The disclosure, first reported by Bloomberg and CNBC, marks the first time Tesla has quantified the scale of its commercial autonomous vehicle operation. It also puts into sharp relief just how wide the gap remains between Tesla's robotaxi ambitions and the scale Waymo has already achieved over years of methodical deployment.

What the Texas DMV Filing Actually Shows

The new Texas law requires AV operators to submit certification documents confirming their vehicles meet SAE Level 4 autonomy standards — meaning the car can handle all driving tasks within a defined operational design domain without any human input. Tesla complied by registering its Austin fleet under the new rules.

Beyond the headline numbers, the filing revealed a competitive landscape that has quietly taken shape in Texas:

Operator Texas Registered AVs Notes
Waymo (Alphabet) 577 ~4,000 nationwide; operating in multiple cities
AV Ride 317 Smaller operator, Texas-focused
Tesla 42 Robotaxi service live since June 2025
Zoox (Amazon) 35 Testing phase; no public service yet

Tesla's Safety Record in Austin

The filing also triggered the first public accounting of Tesla's incident history in Texas. Between July 2025 and April 2026 — roughly the first ten months of commercial operation — Tesla's Austin fleet was involved in 17 incidents. Two of those resulted in minor injuries, with one requiring hospitalization. Notably, all incidents occurred while human safety supervisors were present in the vehicles.

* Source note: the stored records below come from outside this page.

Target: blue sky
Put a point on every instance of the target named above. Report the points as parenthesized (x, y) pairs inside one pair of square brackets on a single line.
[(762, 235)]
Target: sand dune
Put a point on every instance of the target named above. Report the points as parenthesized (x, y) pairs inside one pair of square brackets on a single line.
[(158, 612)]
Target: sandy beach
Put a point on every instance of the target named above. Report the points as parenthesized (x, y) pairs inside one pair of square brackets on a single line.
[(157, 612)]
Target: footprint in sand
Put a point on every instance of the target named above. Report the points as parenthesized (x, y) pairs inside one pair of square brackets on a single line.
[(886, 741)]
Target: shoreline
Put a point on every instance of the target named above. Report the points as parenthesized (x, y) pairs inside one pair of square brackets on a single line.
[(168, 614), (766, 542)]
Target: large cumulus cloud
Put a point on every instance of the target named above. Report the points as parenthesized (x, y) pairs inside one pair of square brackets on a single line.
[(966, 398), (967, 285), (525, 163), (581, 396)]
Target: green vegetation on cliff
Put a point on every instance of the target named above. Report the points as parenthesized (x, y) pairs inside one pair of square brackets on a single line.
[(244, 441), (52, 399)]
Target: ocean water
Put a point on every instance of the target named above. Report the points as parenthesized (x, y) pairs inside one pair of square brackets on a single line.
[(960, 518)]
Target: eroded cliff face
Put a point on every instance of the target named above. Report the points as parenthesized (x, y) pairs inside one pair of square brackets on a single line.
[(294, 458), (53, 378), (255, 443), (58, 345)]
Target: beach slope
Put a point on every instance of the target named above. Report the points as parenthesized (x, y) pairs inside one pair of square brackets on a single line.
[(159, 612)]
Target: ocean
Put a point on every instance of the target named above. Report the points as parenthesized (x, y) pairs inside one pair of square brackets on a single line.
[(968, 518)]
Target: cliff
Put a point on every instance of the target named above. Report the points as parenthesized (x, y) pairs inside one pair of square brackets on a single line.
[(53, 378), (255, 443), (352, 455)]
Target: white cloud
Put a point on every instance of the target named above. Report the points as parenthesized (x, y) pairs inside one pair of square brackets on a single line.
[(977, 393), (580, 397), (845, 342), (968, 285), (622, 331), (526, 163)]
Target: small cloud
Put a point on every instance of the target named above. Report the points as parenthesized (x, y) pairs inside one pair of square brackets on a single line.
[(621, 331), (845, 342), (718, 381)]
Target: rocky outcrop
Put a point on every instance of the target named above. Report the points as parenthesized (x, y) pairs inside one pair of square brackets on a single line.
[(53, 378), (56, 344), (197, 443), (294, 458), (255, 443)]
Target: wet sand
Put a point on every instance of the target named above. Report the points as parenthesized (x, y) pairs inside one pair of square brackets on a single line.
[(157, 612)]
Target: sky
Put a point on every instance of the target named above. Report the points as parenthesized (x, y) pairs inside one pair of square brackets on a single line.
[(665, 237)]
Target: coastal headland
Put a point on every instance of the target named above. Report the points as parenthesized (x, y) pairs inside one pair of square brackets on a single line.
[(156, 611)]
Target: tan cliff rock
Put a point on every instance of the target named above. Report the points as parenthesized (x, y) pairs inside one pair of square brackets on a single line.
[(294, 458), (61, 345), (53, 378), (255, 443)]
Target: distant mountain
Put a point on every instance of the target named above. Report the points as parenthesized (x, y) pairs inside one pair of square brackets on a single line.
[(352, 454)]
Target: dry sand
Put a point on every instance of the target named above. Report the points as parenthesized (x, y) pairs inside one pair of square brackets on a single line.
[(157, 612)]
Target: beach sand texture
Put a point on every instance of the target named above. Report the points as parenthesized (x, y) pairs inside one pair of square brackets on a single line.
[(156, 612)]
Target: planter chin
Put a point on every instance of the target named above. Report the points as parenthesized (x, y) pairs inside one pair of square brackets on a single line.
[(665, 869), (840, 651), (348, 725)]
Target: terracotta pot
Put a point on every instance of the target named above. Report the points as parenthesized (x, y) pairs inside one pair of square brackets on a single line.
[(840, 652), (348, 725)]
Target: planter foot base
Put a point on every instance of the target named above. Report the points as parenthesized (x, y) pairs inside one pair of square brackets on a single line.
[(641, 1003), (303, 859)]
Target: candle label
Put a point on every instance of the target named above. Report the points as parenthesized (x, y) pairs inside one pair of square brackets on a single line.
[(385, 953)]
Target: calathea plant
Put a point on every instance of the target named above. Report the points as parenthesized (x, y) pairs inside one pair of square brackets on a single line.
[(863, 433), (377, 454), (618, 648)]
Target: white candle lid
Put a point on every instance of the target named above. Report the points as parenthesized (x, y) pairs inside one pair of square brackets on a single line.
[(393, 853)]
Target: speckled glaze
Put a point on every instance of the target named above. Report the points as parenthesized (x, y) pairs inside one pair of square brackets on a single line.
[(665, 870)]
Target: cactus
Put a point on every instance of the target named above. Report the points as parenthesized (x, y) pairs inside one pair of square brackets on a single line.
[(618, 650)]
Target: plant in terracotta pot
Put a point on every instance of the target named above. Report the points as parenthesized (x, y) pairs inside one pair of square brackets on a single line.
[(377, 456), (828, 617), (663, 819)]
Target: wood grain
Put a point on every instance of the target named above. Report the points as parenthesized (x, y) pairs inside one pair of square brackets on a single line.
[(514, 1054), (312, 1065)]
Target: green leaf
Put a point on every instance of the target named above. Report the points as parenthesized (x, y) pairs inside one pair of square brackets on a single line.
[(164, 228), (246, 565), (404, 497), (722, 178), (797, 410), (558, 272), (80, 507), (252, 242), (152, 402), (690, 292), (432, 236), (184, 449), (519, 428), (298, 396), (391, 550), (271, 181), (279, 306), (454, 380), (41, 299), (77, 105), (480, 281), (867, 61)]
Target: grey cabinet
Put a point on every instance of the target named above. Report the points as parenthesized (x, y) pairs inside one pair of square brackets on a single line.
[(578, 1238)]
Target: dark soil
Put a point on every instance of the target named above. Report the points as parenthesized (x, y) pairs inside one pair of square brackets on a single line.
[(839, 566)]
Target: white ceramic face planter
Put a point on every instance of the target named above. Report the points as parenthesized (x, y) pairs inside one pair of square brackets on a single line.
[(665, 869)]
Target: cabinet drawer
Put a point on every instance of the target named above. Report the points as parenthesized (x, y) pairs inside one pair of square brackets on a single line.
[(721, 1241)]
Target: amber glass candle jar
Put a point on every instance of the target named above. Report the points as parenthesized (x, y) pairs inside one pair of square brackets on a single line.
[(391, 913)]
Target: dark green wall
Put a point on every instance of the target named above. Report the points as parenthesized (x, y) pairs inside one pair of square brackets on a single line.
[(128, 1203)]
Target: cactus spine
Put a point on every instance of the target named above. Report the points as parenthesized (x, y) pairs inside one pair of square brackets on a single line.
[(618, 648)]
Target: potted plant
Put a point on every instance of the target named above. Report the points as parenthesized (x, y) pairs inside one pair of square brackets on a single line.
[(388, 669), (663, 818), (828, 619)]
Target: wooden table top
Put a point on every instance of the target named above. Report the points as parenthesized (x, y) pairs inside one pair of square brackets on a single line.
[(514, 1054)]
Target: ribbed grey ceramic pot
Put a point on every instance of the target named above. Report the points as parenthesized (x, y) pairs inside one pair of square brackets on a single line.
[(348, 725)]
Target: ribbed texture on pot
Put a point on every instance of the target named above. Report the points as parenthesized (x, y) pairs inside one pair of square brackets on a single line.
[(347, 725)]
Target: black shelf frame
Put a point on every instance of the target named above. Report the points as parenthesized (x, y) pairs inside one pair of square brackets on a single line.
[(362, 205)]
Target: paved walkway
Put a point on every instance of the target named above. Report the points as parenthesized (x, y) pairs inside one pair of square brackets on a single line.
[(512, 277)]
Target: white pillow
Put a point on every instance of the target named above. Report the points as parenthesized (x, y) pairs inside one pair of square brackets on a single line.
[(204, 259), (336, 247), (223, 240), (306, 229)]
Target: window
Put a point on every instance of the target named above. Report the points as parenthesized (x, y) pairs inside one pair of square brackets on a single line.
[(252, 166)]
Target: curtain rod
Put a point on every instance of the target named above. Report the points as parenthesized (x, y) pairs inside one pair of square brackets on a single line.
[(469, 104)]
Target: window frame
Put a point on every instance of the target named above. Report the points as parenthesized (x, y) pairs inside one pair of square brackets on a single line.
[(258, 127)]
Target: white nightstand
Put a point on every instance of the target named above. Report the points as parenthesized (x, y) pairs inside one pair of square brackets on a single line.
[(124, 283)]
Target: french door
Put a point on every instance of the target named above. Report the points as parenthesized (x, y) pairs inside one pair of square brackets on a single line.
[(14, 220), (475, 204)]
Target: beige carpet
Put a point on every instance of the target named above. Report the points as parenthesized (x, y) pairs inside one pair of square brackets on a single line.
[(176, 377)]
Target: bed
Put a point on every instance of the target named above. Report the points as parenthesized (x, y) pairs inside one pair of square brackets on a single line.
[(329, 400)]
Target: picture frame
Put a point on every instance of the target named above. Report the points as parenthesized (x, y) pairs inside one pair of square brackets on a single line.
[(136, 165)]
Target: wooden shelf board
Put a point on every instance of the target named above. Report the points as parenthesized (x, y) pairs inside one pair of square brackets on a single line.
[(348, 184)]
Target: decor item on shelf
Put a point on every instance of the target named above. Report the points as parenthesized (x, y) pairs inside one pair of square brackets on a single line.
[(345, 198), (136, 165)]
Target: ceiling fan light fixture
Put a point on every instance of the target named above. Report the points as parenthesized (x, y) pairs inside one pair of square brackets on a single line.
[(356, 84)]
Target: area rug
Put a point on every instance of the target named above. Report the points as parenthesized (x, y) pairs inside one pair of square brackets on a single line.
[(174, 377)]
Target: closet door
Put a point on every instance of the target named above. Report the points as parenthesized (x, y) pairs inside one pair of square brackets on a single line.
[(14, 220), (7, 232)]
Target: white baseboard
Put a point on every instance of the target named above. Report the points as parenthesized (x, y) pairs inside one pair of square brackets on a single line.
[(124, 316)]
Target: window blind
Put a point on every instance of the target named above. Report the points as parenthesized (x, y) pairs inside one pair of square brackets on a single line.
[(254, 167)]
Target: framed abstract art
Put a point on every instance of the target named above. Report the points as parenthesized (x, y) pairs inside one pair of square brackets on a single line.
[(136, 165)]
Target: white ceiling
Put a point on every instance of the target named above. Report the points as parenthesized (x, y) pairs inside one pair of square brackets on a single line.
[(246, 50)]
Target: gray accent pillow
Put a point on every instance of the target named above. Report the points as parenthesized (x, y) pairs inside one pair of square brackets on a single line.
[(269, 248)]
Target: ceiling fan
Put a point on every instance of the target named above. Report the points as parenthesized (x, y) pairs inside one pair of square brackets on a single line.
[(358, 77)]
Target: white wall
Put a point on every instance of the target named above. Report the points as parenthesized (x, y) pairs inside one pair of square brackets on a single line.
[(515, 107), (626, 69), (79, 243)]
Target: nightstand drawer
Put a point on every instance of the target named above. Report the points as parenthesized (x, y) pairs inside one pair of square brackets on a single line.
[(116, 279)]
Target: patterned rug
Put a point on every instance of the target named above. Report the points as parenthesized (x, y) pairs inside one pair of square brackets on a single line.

Tesla has operated its Robotaxi-branded service in Texas since June 2025 but has not previously disclosed details about its fleet size or incident record. — Bloomberg, May 28, 2026

The safety supervisor requirement is a significant detail. Tesla's commercial robotaxi service has not yet reached the true "driverless" threshold that Waymo achieved in San Francisco — where vehicles routinely operate with no one onboard at all. For Tesla, the Austin service remains a supervised deployment, albeit one that generates real revenue and real-world training data.

Context: Why 42 Vehicles Isn't the Whole Story

Tesla investors and analysts have argued — not unreasonably — that the 42-vehicle figure reflects a strategic choice rather than a capability ceiling. The company is simultaneously ramping Cybercab production at Giga Texas, managing a global supply chain for a new platform, and building the software stack needed to eventually drop safety supervisors entirely. A small, controlled fleet in Austin allows Tesla to accumulate data and refine the system before scaling.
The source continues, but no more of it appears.